Service minimum: Darcos ne consultera pas les syndicats mais les communes
PARIS (AFP) — Le ministre de l'Education nationale, Xavier Darcos, a déclaré lundi sur Europe 1 qu'il ne consulterait pas les syndicats sur la question du service minimum d'accueil (SMA) dans les écoles primaires les jours de grève, car son "interlocuteur, c'est la commune".
"Non, je ne les consulterai pas particulièrement puisque, je le répète, mon interlocuteur, c'est la commune", a déclaré M. Darcos, interrogé sur les protestations syndicales depuis son annonce d'une nouvelle mise en place du SMA le 15 mai, jour d'une grève nationale à l'appel des principales fédérations de l'Education.
Après une première journée d'expérimentation, le 24 janvier, le ministre avait annoncé qu'il allait "proposer que dans les deux mois nous trouvions un accord avec les représentants des syndicats, pour que nous puissions avoir un préavis de grève de 48 heures", faute de quoi, "et bien oui, nous passerons par la loi".
Les syndicats ont assuré ce week-end n'avoir jamais été consultés depuis trois mois sur cette question.
"J'avais dit aux syndicats que je maintiendrai le principe du service minimum d'accueil parce qu'il dépend des libertés des communes, je ne vais pas discuter avec les syndicats pour savoir si les communes s'administrent librement", a-t-il expliqué lundi.
Sur la déclaration préalable, "contrairement à ce que disent les syndicats, nous avons déjà évoqué plusieurs fois ce type de question (et) ils ne peuvent être nullement surpris, sauf à être de mauvaise foi".
Il a rappelé que "la grève des enseignants, c'est une grève d'enseignement", et que "souvent dans les milieux les plus modestes, une journée de grève, c'est un embarras double d'abord parce qu'on n'a pas classe mais ensuite parce qu'il faut faire quelque chose du petit garçon ou de la petite fille qu'on a à faire garder".
Arguant d'"une mesure à caractère social", il a fustigé l'attitude des maires de gauche qui ont déjà annoncé leur refus d'organiser un SMA. "J'ai même entendu le maire de Toulouse dire +moi je ferme toutes les écoles de ma ville, je refuse que quiconque entre+: il y a là une confusion des responsabilités", a-t-il dénoncé.
"Je demande à voir ce qu'en pense l'opinion publique, ce qu'en pensent les parents", a-t-il dit.
Le Premier ministre François Fillon a pour sa part souligné lundi que la mise en place d'un service minimum d'accueil à l'école lors de la journée de grève du 15 mai était destinée à "venir en aide aux Français, sans en rien remettre en cause les mouvements de protestation". "C'est une disposition qui a été mise en place déjà dans le passé et que nous voulons remettre en place aujourd'hui", a rappelé M. Fillon sur France-Info.
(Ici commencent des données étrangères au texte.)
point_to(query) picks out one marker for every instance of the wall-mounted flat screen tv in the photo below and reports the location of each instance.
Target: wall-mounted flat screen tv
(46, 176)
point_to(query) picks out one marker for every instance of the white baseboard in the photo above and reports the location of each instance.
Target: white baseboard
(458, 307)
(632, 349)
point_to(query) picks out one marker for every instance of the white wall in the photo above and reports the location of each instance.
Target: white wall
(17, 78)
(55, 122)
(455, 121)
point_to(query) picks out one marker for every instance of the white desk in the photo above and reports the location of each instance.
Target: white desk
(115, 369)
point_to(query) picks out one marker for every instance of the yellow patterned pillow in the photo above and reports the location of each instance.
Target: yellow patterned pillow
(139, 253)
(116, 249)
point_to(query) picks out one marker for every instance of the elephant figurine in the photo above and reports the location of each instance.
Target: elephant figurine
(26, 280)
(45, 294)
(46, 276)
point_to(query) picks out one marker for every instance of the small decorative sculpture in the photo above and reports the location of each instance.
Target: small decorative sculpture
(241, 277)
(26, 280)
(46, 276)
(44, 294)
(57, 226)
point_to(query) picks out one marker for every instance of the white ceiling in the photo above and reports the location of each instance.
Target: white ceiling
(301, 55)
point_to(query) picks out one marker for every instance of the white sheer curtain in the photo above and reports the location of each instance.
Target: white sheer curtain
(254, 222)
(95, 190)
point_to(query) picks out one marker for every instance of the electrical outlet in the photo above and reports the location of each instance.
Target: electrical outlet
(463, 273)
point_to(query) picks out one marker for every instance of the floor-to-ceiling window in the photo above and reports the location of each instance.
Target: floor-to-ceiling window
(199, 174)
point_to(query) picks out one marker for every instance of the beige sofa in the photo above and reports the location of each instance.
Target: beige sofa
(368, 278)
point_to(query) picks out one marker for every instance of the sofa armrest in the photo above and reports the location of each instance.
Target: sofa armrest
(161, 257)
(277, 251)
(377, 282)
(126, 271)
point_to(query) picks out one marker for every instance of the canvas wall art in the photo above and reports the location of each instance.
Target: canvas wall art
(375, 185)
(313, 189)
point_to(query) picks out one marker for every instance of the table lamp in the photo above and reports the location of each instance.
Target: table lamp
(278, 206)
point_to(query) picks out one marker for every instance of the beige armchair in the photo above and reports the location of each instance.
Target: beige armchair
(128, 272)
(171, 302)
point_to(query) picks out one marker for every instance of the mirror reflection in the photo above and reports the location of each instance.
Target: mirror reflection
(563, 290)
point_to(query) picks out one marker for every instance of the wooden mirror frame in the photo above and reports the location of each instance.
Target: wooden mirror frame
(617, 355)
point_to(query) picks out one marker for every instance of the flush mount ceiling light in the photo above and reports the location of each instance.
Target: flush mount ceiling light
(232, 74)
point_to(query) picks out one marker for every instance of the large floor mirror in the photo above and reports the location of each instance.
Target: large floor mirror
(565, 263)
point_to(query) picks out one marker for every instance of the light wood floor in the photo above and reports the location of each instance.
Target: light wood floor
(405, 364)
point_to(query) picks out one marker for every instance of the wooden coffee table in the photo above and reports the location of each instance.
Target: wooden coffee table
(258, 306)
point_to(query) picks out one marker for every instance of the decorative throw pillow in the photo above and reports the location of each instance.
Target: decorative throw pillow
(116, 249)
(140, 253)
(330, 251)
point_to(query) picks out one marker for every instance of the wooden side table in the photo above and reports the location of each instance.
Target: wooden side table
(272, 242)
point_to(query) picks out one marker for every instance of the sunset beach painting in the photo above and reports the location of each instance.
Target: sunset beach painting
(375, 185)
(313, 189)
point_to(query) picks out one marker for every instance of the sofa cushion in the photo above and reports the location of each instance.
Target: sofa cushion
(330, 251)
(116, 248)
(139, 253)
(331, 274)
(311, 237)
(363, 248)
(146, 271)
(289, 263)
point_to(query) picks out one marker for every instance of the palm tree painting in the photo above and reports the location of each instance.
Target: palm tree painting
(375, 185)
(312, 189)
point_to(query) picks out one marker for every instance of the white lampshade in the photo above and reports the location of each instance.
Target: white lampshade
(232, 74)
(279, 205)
"Les mairies qui ne veulent pas le faire ne le feront pas, les Français jugeront quelles sont les collectivités locales qui cherchent à se décarcasser pour venir en aide aux Français, sans en rien mettre en cause les mouvements de protestation", a-t-il déclaré. "L'efficacité d'un mouvement de protestation n'est pas totalement liée, je l'espère, à l'importance de la gêne qu'il occasionne aux familles", a ajouté le Premier ministre.
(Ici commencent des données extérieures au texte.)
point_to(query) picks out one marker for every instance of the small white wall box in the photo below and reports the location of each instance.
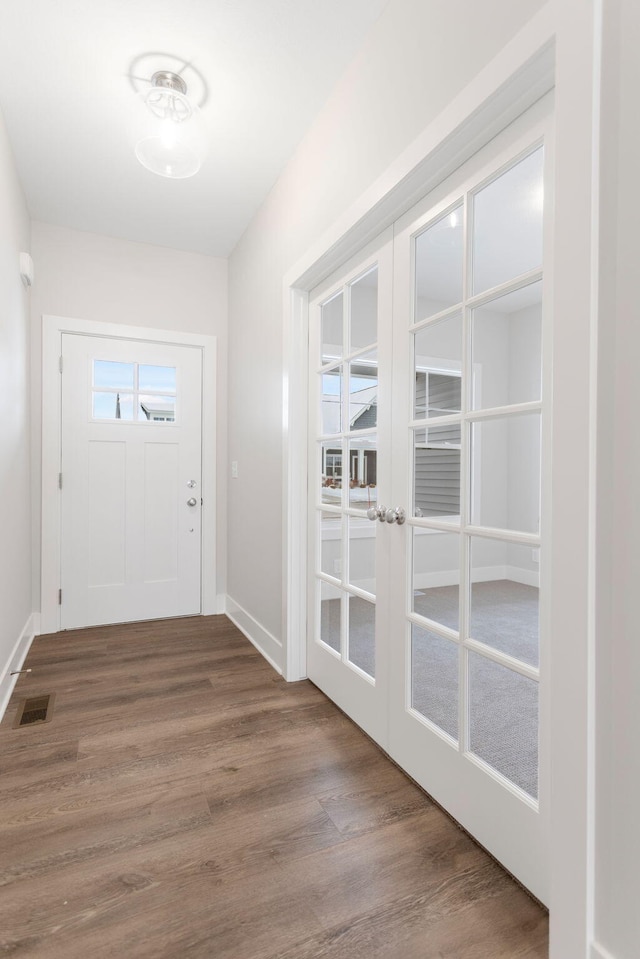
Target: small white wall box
(26, 269)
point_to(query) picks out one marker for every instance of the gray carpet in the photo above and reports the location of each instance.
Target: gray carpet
(503, 705)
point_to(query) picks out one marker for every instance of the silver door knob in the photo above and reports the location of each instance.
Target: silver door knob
(397, 515)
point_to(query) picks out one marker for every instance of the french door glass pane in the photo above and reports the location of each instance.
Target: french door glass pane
(330, 537)
(504, 610)
(363, 469)
(364, 310)
(363, 392)
(331, 401)
(434, 678)
(362, 553)
(437, 363)
(332, 329)
(330, 615)
(436, 473)
(436, 574)
(362, 634)
(506, 472)
(503, 721)
(507, 224)
(438, 265)
(331, 472)
(506, 349)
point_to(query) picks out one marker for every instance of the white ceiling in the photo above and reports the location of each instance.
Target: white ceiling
(68, 70)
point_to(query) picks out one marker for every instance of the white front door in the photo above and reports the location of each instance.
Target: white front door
(430, 632)
(131, 480)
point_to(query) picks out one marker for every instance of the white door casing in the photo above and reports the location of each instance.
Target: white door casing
(53, 329)
(131, 480)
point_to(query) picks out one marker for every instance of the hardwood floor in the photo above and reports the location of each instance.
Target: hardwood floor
(186, 801)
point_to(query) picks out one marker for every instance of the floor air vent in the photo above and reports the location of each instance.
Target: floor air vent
(36, 709)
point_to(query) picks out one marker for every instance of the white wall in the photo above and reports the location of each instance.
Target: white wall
(92, 277)
(417, 57)
(15, 482)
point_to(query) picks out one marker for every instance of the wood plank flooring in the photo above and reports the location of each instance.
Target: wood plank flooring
(185, 801)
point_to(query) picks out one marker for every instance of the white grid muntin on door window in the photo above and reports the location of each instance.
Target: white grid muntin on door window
(133, 392)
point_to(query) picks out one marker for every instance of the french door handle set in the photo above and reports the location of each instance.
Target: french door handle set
(397, 515)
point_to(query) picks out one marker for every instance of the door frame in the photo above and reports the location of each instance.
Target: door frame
(552, 52)
(52, 329)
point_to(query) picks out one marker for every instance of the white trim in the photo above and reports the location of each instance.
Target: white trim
(599, 952)
(264, 641)
(52, 329)
(16, 659)
(483, 574)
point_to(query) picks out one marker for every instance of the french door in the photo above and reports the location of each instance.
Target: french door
(429, 424)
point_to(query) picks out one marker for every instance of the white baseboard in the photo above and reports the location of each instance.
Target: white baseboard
(16, 659)
(599, 952)
(528, 577)
(264, 641)
(484, 574)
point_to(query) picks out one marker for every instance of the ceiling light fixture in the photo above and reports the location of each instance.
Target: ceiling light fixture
(169, 131)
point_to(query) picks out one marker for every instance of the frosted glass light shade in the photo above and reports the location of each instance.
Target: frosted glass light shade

"Le fait que les enfants puissent être accueillis dans les écoles, je pense que c'est aujourd'hui une condition essentielle du respect des obligations du service public", a-t-il dit. "Le service public, c'est pour tout le monde et c'est tout le temps", a insisté M. Fillon .
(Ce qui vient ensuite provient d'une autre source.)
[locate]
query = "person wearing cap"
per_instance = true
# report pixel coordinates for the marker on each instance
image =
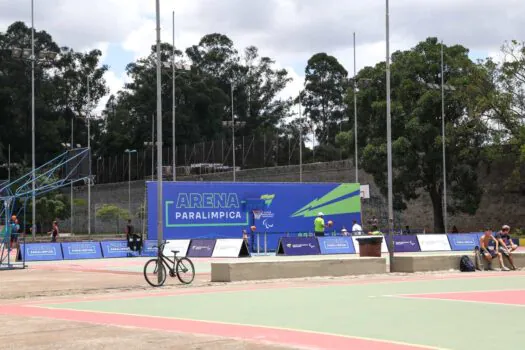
(506, 246)
(356, 228)
(490, 254)
(319, 225)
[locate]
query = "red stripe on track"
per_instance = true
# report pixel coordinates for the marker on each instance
(510, 297)
(250, 333)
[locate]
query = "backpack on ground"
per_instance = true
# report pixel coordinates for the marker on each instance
(466, 265)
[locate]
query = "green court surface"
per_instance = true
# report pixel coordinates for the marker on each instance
(488, 313)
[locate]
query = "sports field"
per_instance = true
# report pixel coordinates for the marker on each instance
(107, 304)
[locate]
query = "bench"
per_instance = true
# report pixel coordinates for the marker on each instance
(259, 269)
(446, 261)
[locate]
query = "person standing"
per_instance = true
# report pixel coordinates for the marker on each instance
(129, 230)
(490, 254)
(54, 232)
(319, 225)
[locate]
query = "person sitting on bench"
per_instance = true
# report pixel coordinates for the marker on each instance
(506, 246)
(489, 254)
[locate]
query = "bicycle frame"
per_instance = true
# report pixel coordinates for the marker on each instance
(170, 264)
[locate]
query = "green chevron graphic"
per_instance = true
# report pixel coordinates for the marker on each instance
(268, 199)
(329, 205)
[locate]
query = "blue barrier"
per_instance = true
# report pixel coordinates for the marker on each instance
(194, 209)
(404, 243)
(463, 241)
(40, 252)
(202, 248)
(117, 249)
(81, 250)
(336, 245)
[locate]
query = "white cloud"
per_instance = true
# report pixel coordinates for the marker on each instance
(289, 31)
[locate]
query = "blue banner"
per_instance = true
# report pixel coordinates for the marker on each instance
(81, 250)
(463, 241)
(336, 245)
(40, 252)
(150, 248)
(116, 249)
(223, 210)
(298, 246)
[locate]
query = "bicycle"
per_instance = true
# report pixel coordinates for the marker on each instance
(176, 267)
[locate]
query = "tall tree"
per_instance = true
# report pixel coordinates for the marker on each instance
(416, 127)
(60, 94)
(323, 95)
(508, 109)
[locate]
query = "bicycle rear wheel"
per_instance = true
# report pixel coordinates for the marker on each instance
(185, 270)
(151, 270)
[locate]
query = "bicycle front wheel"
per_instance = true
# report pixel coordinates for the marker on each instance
(185, 270)
(151, 273)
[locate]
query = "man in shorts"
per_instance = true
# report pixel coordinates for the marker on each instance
(319, 225)
(506, 246)
(489, 254)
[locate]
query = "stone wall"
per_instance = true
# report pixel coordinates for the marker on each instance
(497, 207)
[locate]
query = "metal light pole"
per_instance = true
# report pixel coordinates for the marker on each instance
(233, 134)
(173, 99)
(72, 207)
(9, 164)
(128, 151)
(355, 117)
(33, 151)
(389, 142)
(159, 148)
(300, 142)
(89, 155)
(445, 215)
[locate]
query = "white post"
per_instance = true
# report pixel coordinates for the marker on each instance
(9, 164)
(129, 182)
(173, 98)
(355, 117)
(389, 141)
(89, 155)
(233, 134)
(72, 207)
(445, 215)
(159, 147)
(33, 161)
(300, 143)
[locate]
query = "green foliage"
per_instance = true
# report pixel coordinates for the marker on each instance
(109, 213)
(322, 98)
(51, 207)
(202, 96)
(61, 94)
(79, 202)
(416, 127)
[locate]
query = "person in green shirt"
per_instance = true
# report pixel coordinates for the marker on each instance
(319, 225)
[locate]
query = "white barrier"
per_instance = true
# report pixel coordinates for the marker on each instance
(433, 243)
(181, 245)
(230, 248)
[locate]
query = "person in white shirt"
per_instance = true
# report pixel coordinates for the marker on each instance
(357, 229)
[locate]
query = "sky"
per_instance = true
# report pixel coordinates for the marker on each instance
(289, 31)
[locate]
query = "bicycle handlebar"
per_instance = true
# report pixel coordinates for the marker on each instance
(161, 245)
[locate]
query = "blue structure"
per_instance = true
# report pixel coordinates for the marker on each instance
(223, 210)
(70, 167)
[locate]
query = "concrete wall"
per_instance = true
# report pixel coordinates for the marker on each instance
(498, 206)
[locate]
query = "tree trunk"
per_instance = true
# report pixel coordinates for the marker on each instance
(437, 207)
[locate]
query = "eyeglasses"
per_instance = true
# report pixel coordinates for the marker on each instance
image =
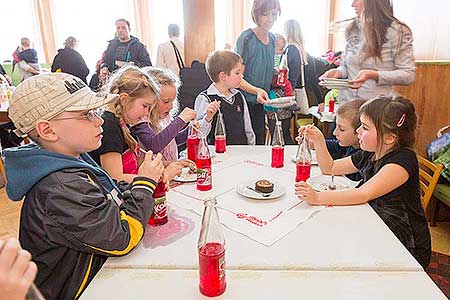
(90, 115)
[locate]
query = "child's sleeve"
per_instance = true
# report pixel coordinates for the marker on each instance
(200, 106)
(80, 216)
(156, 142)
(251, 138)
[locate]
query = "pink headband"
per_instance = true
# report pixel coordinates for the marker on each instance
(402, 120)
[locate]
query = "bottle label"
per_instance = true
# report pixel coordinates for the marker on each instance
(222, 267)
(160, 208)
(204, 176)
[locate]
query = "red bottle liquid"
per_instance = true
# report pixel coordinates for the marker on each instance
(303, 171)
(159, 214)
(203, 162)
(211, 252)
(277, 146)
(192, 146)
(331, 105)
(221, 144)
(283, 71)
(277, 157)
(212, 269)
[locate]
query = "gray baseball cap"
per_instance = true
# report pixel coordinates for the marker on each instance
(44, 96)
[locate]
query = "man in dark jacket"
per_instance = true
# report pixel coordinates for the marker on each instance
(69, 61)
(125, 48)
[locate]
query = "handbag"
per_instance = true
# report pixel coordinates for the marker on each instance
(301, 97)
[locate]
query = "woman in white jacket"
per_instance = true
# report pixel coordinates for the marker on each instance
(378, 54)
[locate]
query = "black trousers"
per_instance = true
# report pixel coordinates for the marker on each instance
(257, 115)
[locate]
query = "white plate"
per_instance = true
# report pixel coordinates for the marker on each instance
(183, 154)
(278, 190)
(186, 176)
(320, 183)
(313, 158)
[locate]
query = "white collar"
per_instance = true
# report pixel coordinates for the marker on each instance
(212, 90)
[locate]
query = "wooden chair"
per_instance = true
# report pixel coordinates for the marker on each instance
(428, 178)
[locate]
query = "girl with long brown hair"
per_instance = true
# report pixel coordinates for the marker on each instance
(119, 151)
(390, 171)
(378, 54)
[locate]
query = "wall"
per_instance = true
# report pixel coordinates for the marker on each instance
(198, 30)
(431, 96)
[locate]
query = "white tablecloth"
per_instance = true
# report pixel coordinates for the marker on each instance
(349, 238)
(183, 284)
Le député-maire socialiste d'Evry (Essonne) Manuel Valls a indiqué lundi qu'il n'organiserait pas de service minimum d'accueil dans les écoles de sa ville le 15 mai, estimant qu'il fallait "respecter le droit de grève".
"A Evry, comme d'habitude, dans les écoles nous essaierons de trouver des solutions avec les enseignants qui ne font pas grève, avec nos animateurs des centres de loisir pour pouvoir, là où c'est possible, accueillir les élèves. Mais je ne veux pas opposer, en même temps, les agents locaux du service public municipal aux enseignants qui seront en grève", a-t-il expliqué sur LCI.